By: Elizabeth Stahl, Communication Intern

Picture this for me, if you will.  You do not have enough food to get you through the week, let alone the month.  You decide to go to a Mobile Market.  You enter a room and are handed two grocery bags.  You stand patiently in a line of many.  You reach tables of produce and food, and are then handed a select number of each item.  You place the six bananas, the four boxes of granola, the single bag of lettuce, into your grocery bags and proceed further down the line.  Taking anything and everything that the volunteers handed you, you reach the end of the line, and head home.  You sit and plan out how you are going to make this one package of raspberries last until the end of next week.  You plan how you are going to make a bag of fresh green beans feed your family for the rest of the week. You are thankful for what help you received.

This week's adventure to Wake Forest for Elizabeth's Friday Full of Fun opened my eyes to new experiences.  I am grateful that I was able to attend and see Inter-Faith Food Shuttle's food distribution first hand.

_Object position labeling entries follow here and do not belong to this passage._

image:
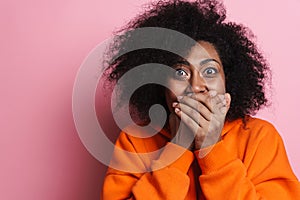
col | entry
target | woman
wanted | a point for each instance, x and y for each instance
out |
(210, 147)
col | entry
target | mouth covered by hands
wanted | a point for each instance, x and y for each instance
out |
(198, 119)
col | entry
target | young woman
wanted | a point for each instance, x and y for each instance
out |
(210, 147)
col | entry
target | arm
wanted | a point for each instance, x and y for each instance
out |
(168, 181)
(263, 172)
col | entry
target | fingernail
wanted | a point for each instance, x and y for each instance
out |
(177, 110)
(179, 97)
(212, 93)
(224, 102)
(221, 96)
(223, 110)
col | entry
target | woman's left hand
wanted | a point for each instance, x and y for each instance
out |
(204, 115)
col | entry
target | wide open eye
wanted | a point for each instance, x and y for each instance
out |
(181, 74)
(210, 72)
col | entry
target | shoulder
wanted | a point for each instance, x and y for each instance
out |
(253, 130)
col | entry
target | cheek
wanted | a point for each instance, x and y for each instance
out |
(174, 89)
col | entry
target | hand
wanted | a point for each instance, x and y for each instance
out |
(180, 133)
(203, 115)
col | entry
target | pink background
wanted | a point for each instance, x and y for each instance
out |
(42, 45)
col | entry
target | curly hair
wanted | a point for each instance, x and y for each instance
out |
(245, 68)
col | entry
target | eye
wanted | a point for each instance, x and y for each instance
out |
(210, 72)
(181, 74)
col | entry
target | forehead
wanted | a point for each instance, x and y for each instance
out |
(202, 51)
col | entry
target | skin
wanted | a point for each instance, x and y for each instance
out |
(198, 98)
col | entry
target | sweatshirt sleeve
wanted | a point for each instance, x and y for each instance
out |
(164, 180)
(263, 172)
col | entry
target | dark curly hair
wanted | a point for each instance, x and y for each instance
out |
(246, 70)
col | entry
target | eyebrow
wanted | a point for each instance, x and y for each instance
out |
(203, 62)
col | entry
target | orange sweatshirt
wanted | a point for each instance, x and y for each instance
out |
(248, 163)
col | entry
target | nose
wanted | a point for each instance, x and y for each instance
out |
(198, 83)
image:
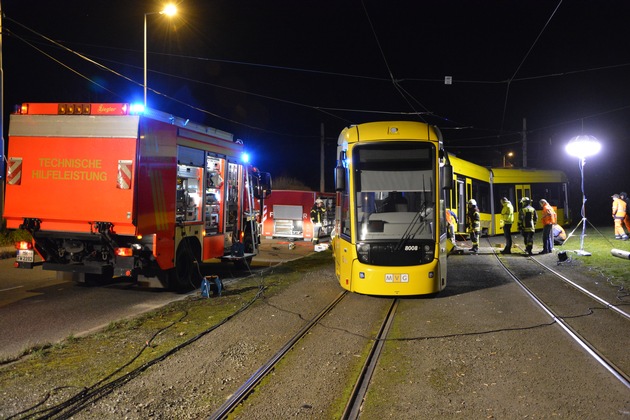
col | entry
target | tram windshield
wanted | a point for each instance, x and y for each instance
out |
(395, 191)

I attended a Mobile Food Market in Wake Forest earlier this week.  A large, refrigerated truck was filled with produce and other boxed food items and taken to Wake Forest Baptist Church, a monthly event which started last June.  Twenty volunteers unloaded the produce and set it out onto tables, placing numbered labels in front of each item.  These numbers told individuals how many of each particular item they are allowed to take, to ensure that each person could receive food.  They were able to choose which items they accepted, different from programs where people take what they can get.  I got to step on the line and distribute food, four small boxes of granola to each individual.  Some were elderly, some were quite young, but everyone was gracious.  The continuous line of diverse individuals flowed through the church for an hour then the food was gone.  The volunteers cleaned up the tables, broke down the cardboard boxes, and said a simple until next monthEndless “thank yous” were heard during my two-hour visit.  Everyone was just appreciative that we were even there.  This room full of gratitude served about ninety people that day.

In my mind, our produce and our food made a difference in the lives of many. Also in my mind, we as a community, can do more.  More funding, more volunteers, more produce -  “more, more, more, I want more.” We hear this all the time in several aspects of life.   If we alter that sentence slightly and focus on food insecure individuals, “they need more,” then as a community we can work together to put those needs in front of our own.  Picture yourself again, as someone who must go through a mobile market line just to scrape by.  Wouldn’t you value any and all help?

Many thanks to Becky Holt, the coordinator of this Mobile Market, who allowed me to observe and who also gave me these photographs.